Late payment legislation has failed to deliver for small business

ISME, the Independent Business Organisation, has expressed concern at the increase in late payments, which is 'crucifying' many small firms, denying them the cash flow required to properly manage and run their businesses. This situation has occurred despite legislation being in place for five years, supposedly to alleviate the situation.


Research conducted by the Association confirms:
·    32% of small companies are waiting longer for payment than the corresponding period last year.
·    Only one in five (22%) companies is being paid within 30 days.
·    23% experiencing delays of 90 days, with 2% waiting over 120 days.
·    Actual average payment period in Ireland for SMEs is 61 days.
·    Connaught companies are collecting faster than the rest of the country at 54 days.
·    Ulster's three counties are the slowest at 69 days.
·    Businesses in Ulster and Leinster are finding it more difficult to collect money than last year.
·    Unsurprisingly the Connaught debtors have shown the greatest improvement.
·    SMEs are on average owed twice as much trade credit as they themselves owe to larger businesses.
 Commenting on the survey results ISME, Chief Executive Mark Fielding stated, “The results confirm that legislation introduced to address the issue has patently failed to deliver for small business. This legislation, which applies to all commercial transactions, requires companies to pay their suppliers within 30 days, in the absence of a contract outlining otherwise. “
Failure to pay within the 30 day designated period should attract an interest rate penalty, currently at 10.5% per annum. However almost all small businesses avoid this route for fear that it will jeopardise long standing business relationships.
The evidence also suggests that small companies are still being forced by accountancy led big businesses to accept credit terms longer than those outlined in the legislation for purchases from SMEs. State bodies are also abusing their position in demanding the reissuing of invoices, months late, to cover their failure to pay on time and avoid reporting requirements on late payment.
These same large companies and state organisations insist on adhering to the 30 day rule for their own sales and services, which creates a double bind for small companies who are only in a position to make payment once they themselves have been paid. SMEs are on average owed twice as much as they themselves owe to larger businesses – this amounts to an ‘interest free loan' which SMEs grant or are forced to grant to larger businesses.

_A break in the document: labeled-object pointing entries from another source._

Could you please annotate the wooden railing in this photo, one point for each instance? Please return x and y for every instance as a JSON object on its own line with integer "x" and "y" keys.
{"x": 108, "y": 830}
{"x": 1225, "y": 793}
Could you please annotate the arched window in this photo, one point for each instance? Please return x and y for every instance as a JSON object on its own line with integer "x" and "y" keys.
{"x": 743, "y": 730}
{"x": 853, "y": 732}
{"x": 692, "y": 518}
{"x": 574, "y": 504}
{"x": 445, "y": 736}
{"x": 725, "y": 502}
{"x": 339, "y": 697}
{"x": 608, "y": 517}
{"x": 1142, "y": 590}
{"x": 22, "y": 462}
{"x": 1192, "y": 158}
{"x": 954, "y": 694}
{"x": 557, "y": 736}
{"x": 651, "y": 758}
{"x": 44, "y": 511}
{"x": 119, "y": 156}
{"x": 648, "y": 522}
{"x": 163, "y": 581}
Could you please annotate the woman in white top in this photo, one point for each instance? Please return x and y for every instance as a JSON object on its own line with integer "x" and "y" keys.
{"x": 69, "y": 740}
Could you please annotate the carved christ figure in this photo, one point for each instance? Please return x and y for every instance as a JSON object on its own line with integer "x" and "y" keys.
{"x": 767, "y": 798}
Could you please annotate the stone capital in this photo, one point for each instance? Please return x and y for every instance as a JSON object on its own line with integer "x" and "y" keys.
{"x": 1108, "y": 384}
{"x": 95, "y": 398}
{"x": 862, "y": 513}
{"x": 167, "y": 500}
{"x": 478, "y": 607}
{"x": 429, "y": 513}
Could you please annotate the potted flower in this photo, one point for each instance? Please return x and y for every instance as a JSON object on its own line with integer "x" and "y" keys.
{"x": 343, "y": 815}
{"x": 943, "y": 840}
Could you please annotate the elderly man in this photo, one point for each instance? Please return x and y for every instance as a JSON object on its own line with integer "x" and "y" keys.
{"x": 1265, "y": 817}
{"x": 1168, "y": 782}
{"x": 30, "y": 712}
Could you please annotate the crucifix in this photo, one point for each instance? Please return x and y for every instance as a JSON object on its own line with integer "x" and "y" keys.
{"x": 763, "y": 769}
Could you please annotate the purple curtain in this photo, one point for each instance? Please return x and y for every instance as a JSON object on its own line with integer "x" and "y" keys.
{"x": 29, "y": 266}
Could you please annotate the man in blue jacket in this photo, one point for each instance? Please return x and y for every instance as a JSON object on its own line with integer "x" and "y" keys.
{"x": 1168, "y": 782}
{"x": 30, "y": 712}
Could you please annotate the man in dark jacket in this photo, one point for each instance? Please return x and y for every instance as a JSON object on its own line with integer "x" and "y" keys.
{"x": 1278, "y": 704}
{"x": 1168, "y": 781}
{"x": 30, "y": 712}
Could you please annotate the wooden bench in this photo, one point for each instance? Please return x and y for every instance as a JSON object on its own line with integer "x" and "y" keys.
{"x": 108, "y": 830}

84% of member companies surveyed outlined that they would be in favour of the introduction of a universal mandatory 30 day payment terms as the only solution capable of addressing this significant threat to small businesses.
Cash flow is the lifeblood of any small business and it is imperative to have a realistic and adequate cash flow for the day-to-day running of the firm. If small business has to pay within 30 days but is forced to give 60 and in some cases 90 days credit to the financially more powerful big business and state organisations, then this acts not just as a constraint on growth but as a threat to the very existence of many small businesses and is the ‘Achilles heel' of the SME sector.
“The fact that so many companies are being forced to wait longer for payment shows that the five year old legislation is a sham. It has not been adequately policed as small businesses continue to be squeezed by their larger counterparts and consequently should be amended,” continued Fielding.
Fielding called on the Government to introduce:
·    A mandatory payment period, whereby all companies, regardless of size, would be guaranteed payment within 30 days from the end of month of invoice or delivery, as was initially intended by the legislation, with no exceptions.
·    A mechanism along the lines of the existing small claims court structure to settle disputes as they arise and to prevent further abuse of the small business sector.
This would stop the abuse of dominance by large business, allow all businesses to predict their cash flow and introduce a level playing field for all credit transactions.